Theguardian

Aunty Flo’s family members were massacred. She’s sharing her harrowing memories to be part of change

A.Williams30 min ago
One day Aunty Flo Watson's mother slapped her for being happy.

She had been walking with friends barefoot home from school, laughing and having fun.

"And she said, 'You should not be happy'. And we didn't know what that was about until later. And she said, 'We were happy. We were laughing. We were on the river,'" Aunty Flo recalled.

That was the moment she found out her mother, Doris Maytown, had survived a massacre.

A generation earlier, in far north Queensland , Maytown had also been laughing and having fun – when the troopers started shooting.

That massacre, at Palmer River in north Queensland, took place in the 1930s. Maytown's mother and baby brother were both killed. Maytown herself, just four years old, survived a gunshot wound to the leg, and was later made to walk more than 100km in chains.

Recounting these events, Aunty Flo, a Ghunghanghi elder from Yarrabah in north Queensland, began to cry.

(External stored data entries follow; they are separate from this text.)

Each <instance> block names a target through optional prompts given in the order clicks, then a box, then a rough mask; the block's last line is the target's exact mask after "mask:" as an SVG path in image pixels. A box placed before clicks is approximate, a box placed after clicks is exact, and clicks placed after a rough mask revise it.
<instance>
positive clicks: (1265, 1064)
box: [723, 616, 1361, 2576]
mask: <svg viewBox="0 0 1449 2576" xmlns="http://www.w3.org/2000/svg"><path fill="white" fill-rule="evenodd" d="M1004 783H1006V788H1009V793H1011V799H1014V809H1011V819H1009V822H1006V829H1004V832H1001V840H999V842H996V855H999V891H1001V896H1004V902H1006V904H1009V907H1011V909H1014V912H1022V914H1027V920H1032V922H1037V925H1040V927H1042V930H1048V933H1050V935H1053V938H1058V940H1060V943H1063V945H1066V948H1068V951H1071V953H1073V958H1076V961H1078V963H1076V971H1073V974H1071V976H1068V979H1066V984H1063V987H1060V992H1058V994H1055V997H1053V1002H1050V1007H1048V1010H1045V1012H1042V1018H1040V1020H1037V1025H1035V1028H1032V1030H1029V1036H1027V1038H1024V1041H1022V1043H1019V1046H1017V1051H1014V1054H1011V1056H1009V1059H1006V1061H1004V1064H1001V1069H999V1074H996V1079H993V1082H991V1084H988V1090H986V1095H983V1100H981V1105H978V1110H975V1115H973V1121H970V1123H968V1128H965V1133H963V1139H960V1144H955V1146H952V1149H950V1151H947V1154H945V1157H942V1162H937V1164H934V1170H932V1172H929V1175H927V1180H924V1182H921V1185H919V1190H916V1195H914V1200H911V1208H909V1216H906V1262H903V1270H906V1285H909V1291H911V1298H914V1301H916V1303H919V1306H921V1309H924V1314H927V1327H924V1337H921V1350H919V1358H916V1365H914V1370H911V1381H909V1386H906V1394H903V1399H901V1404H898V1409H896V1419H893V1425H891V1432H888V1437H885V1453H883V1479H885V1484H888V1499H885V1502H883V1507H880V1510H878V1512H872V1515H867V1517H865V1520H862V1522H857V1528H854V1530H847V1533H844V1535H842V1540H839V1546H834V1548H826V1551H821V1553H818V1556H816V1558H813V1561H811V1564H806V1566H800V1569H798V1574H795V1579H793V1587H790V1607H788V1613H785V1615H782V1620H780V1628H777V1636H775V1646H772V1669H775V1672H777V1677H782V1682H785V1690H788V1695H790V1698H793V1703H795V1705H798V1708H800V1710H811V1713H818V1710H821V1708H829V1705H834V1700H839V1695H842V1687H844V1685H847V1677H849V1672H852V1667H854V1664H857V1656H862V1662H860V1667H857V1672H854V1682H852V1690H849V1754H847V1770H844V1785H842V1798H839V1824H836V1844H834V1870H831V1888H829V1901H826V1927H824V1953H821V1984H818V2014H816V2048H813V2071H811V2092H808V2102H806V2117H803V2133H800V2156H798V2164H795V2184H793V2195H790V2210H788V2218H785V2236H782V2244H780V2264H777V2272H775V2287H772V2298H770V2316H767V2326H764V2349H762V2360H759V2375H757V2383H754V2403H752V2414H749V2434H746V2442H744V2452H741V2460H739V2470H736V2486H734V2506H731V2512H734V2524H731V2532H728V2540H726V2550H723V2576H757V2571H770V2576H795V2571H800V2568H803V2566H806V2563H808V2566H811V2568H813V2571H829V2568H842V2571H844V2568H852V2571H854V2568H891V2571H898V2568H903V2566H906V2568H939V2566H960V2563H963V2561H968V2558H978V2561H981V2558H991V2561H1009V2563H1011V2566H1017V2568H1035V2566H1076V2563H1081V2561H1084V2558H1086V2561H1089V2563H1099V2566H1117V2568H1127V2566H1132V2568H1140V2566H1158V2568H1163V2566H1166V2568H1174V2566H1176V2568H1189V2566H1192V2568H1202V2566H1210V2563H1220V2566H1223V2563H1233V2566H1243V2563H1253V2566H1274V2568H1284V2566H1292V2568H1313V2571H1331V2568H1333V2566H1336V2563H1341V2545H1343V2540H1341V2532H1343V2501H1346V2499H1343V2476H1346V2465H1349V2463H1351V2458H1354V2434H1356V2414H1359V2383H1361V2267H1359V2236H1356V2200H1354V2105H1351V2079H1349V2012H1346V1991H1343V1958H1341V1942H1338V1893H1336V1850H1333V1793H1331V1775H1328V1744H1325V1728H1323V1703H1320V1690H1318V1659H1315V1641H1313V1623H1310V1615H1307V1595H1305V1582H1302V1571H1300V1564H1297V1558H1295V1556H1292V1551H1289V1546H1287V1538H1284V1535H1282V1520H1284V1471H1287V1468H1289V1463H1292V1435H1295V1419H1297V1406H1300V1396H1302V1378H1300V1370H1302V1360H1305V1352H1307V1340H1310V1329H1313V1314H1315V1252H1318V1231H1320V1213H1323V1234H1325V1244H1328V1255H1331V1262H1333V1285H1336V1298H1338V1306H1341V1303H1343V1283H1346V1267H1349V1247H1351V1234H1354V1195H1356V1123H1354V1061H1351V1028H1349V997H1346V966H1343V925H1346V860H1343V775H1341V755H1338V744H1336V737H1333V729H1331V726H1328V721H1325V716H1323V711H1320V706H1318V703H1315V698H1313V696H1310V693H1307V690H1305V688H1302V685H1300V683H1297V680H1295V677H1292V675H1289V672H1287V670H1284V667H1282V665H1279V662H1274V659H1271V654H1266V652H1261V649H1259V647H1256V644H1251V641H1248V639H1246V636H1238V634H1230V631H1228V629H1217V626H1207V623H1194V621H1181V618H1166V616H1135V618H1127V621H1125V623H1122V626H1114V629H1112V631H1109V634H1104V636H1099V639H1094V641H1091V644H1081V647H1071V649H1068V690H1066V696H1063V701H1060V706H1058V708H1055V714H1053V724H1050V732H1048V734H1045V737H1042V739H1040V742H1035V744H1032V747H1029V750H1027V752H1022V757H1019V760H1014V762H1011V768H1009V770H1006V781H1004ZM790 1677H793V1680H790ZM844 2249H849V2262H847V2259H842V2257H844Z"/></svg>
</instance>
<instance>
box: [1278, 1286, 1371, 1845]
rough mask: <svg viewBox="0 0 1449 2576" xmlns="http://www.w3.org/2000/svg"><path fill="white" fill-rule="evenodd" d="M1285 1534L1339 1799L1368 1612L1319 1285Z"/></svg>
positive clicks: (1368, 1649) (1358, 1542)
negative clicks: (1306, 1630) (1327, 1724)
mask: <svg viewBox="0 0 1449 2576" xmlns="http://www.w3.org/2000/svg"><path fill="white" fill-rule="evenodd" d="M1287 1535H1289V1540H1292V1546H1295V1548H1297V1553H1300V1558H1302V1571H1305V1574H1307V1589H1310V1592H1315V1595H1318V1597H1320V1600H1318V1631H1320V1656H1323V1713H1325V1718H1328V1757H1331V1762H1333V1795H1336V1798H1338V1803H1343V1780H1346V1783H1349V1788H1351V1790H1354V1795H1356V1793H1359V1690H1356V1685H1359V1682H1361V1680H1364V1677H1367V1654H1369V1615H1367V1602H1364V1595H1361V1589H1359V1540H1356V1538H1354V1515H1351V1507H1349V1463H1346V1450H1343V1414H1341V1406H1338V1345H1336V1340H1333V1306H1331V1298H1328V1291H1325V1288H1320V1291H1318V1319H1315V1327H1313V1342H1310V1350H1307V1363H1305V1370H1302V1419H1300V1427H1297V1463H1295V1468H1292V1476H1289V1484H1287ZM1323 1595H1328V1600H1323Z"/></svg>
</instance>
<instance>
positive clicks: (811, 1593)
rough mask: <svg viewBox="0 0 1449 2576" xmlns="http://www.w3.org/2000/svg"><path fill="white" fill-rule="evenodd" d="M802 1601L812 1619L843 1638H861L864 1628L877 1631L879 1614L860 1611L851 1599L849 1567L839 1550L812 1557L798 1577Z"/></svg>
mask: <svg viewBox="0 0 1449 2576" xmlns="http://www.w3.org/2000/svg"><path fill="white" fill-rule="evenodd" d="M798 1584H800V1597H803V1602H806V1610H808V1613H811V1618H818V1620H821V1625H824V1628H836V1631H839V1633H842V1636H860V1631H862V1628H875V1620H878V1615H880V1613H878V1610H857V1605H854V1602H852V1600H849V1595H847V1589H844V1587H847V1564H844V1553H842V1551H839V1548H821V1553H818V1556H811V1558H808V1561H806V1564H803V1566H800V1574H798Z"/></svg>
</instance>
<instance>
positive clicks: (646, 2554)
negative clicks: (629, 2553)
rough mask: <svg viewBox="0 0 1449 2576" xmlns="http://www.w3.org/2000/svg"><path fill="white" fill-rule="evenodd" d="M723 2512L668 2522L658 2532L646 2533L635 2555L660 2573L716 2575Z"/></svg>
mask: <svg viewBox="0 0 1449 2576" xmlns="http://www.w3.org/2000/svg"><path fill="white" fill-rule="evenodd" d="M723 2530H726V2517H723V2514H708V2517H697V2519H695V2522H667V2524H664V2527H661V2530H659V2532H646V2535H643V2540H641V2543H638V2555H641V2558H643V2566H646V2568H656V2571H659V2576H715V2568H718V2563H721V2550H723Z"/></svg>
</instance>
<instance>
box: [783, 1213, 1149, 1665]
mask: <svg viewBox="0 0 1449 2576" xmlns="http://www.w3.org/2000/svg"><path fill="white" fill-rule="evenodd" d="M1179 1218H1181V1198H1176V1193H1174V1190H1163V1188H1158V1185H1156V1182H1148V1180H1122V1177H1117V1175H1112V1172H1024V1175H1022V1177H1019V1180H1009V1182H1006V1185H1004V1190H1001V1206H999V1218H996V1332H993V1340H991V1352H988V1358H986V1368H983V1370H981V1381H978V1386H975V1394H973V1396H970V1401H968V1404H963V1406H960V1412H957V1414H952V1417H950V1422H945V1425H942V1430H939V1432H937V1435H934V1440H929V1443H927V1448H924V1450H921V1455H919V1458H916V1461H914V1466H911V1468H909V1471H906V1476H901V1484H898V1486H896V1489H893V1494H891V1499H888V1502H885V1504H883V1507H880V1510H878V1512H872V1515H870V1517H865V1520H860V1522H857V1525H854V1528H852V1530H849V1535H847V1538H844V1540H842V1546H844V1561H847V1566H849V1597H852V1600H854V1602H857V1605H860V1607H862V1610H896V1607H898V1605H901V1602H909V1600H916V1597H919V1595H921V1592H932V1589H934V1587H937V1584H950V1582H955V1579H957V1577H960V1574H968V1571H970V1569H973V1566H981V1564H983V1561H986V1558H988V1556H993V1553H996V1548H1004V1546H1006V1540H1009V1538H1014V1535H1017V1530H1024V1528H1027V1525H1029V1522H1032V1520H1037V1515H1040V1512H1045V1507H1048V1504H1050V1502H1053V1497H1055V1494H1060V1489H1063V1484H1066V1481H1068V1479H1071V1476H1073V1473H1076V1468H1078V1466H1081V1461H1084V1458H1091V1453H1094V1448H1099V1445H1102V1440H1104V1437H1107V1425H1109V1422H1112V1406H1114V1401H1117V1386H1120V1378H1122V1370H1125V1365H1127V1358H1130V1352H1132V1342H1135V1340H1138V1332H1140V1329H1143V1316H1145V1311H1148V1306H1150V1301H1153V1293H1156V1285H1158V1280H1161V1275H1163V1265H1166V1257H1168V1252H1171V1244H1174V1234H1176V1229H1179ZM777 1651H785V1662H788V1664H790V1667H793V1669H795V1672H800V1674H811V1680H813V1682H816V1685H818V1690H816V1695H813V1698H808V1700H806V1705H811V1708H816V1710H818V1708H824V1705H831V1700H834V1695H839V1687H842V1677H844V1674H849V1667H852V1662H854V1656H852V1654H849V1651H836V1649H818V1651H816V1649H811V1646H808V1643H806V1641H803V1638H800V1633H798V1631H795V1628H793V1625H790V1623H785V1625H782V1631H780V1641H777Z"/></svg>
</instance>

It was the third day of hearings of Queensland's truth-telling and healing inquiry.

Aunty Flo, a member of the stolen generations, also testified about her own experiences being forcibly taken from her family: first, to the rural town of Charters Towers, and then Brisbane.

The Brisbane she spoke of had a system akin to the American south. When she was young, it was a "sundown town", with a curfew for Indigenous people from about 6pm applying within the borders of the streets and roads called "boundary", she said. That was in the 1960s.

The inquiry is taking place less than 100 metres away from one of them, still called Boundary Street, West End.

Aunty Flo needed another break before finally finishing.

"Although I'm in my 70s, I want to be a part of the change," she said.

"It's something that we've been saying for years, and now all of a sudden it's here. So thank you, and thanks for letting me be a part of it."

The elephant in the room is that Aunty Flo, one of the first witnesses to give evidence at the historic inquiry, could also be among the last.

Memories of cruelty In its first three days of hearings, the inquiry heard from seven witnesses.

One witness described being "physically, sexually and mentally" abused at the Cherbourg boys' home, like many others.

Another testified about being "ripped off" to the tune of two-thirds of her meagre wage, under the protection system many witnesses described as sanctioning "slave labour" .

Prof Tracey Bunda told the inquiry on Wednesday of a time when one of her family members stood up to the authorities at a mission.

She wouldn't eat the black-eyed peas served to her, and so was sent to bed with nothing. The exact same bowl was served to her the next day and the next.

"They kept serving these black-eyed peas to a seven-year-old until they had got mouldy," Bunda said.

"And when she told that story, she'd say, 'There was no way in this world I was going to let them get the better of me – I was going to break them, they weren't going to break me.'"

Aunty Flo described being at school when "all of a sudden" an adult appeared armed with a ruler.

"Later we found out they measured our heads. Phrenology," she said.

While Queensland's Protection Act ended in 1972, the state protection system did not end entirely until 1986.

A new public record Under the 2023 Path to Treaty Act, the truth inquiry will run for three years.

Though led by Aboriginal lawyers, in no way does it feel like a court, or even a coronial inquest.

The purpose is not to name names: journalists are not permitted to record sessions because the inquiry does not have the power to make suppression orders, and cannot levy a punishment. It deliberately cannot compel anyone outside government to attend.

At the gigantic Convention and Exhibition Centre, inquiry participants bump shoulders with attenders of the Australian tactical medical conference, the Early Childhood Australia national conference and the 2024 Dolphins NRL presentation ball.

Organisers have rooms set up for elders to rest. Every session begins with an urging of those who need it to seek mental health support from one of two staff assigned for the purpose.

Occasionally, a witness will ask a friend in the audience to fill in a detail. Sometimes, hundreds will applaud.

The inquiry chair, Joshua Creamer, has repeatedly emphasised that its purpose is not to punish but to create an "authoritative public record" of the cost of colonisation.

For many participants, it's the opportunity to get their story on the record that is the most important – and quickly.

As counsel assisting Melia Benn said at the start of the week, many were " dying for their story to be heard ".

The precarious path to treaty The Queensland opposition leader, David Crisafulli, voted for the Path to Treaty legislation last year, but changed his mind after the failure of last year's voice referendum.

Queensland had the highest no vote in Australia.

This week in Cairns, Crisafulli reiterated his vow to repeal the legislation if he wins at the state election in October.

The repealing of the legislation would mean the end of the inquiry.

"I saw what happened during the [voice] referendum, and I'm not prepared to put Queensland through what I saw federally," he said.

Bunda, however, said there is absolutely nothing divisive about the truth.

"I think it's a very interesting argument that they're putting forth, that it's divisive. Some things change, some things stay the same," she said.